In management, strategic management includes the formulation and implementation of the primary goals and initiatives made by top managers of an organization on behalf of owners, based on resources and assessing the internal and external environments. Strategic management presents overall direction to an enterprise. It includes specifying the organization's objectives, developing policies and plans to achieve those objectives, and allotting resources to implement the plans. Academics and practicing managers have created numerous models and frameworks to assist in strategic decision-making in complex environments and competitive dynamics.
According to Johnson and Scholes, A strategy is the organization's objective and scope over the long or short term: which achieves the organization's advantage through its configuration of resources within a challenging environment. A strategy is a master plan with clarity of objectives that need to be achieved in the short and long term. It shows a current or future plan of action.
A strategy exists at all levels in any organization, such as in Corporate, Business Unit, and Operational. First, the Corporate Strategy is concerned with the business's overall transaction, purpose, and scope to meet stakeholder expectations. This is a crucial level since investors heavily influence it in the business and guide decision-making strategically. A Business Unit Strategy focused more on how a business competes successfully in a particular market. It involves strategic decisions about choosing products, meeting customers' needs, gaining an edge over competitors, creating unique opportunities, etc. Lastly, Operational Strategy goes into how each part of the business addresses the corporate and business-unit level strategy. Hence it focuses on issues of resources, processes, people, etc.
Strategic management's primary purpose is to increase an organization's competitiveness in the marketplace to make short-term and long-term strategies that focus on gaining an advantage over competitors.
One way to increase competitiveness is having all of the information needed to precisely assess and evaluate competitors' positions in the marketplace and spot gaps and opportunities to gain advantages. Advancements and improvements in communications technology and global travel have changed the way business is done worldwide. A face-to-face conference or gathering that would have to take a three-month tour now only needs an eight-hour flight. In the 21st century, Business transactions occur just as speedily. Even cross-continental flights are being substituted by ready-to-use video chat thru the Internet.
Business transactions occur just as speedily. With that, globalization's pace takes the struggle for competitiveness to a new level, which has profound strategic management indications.
According to Investopedia, the globalization is the spread of products, technology, information, and jobs over countries. It represents an interdependence of nations around the globe fostered through free trade.

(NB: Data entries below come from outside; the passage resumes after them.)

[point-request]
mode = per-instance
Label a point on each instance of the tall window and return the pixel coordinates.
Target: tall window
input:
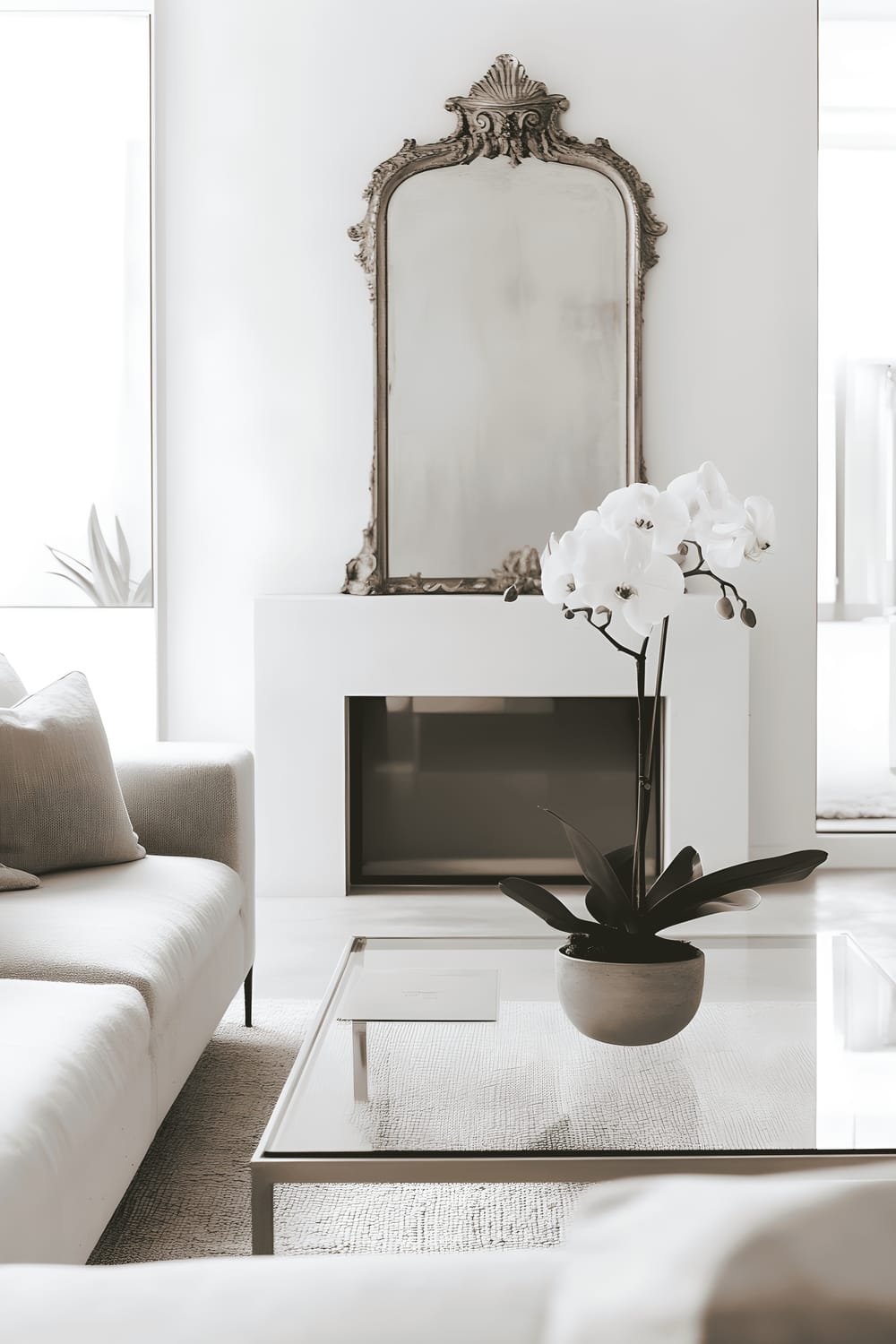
(857, 419)
(75, 357)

Globalization is the process of interplay and alliance among different nations. It is driven by international trade and investment, which is assisted by information technology. This process impacts the environment, culture, political systems, economic development and prosperity, and human physical well-being in societies worldwide.
In today, strategic plans must include global considerations or consider globalization while remaining focused on the local economy's competitive climate. For example, long-term financial plans must take foreign nations' economic conditions into account since economic problems on one side of the world can influence a company's local economy. Likewise, refiners of raw materials must consider the price and quality of goods imported from outside of their home country, even when trading solely with domestic customers.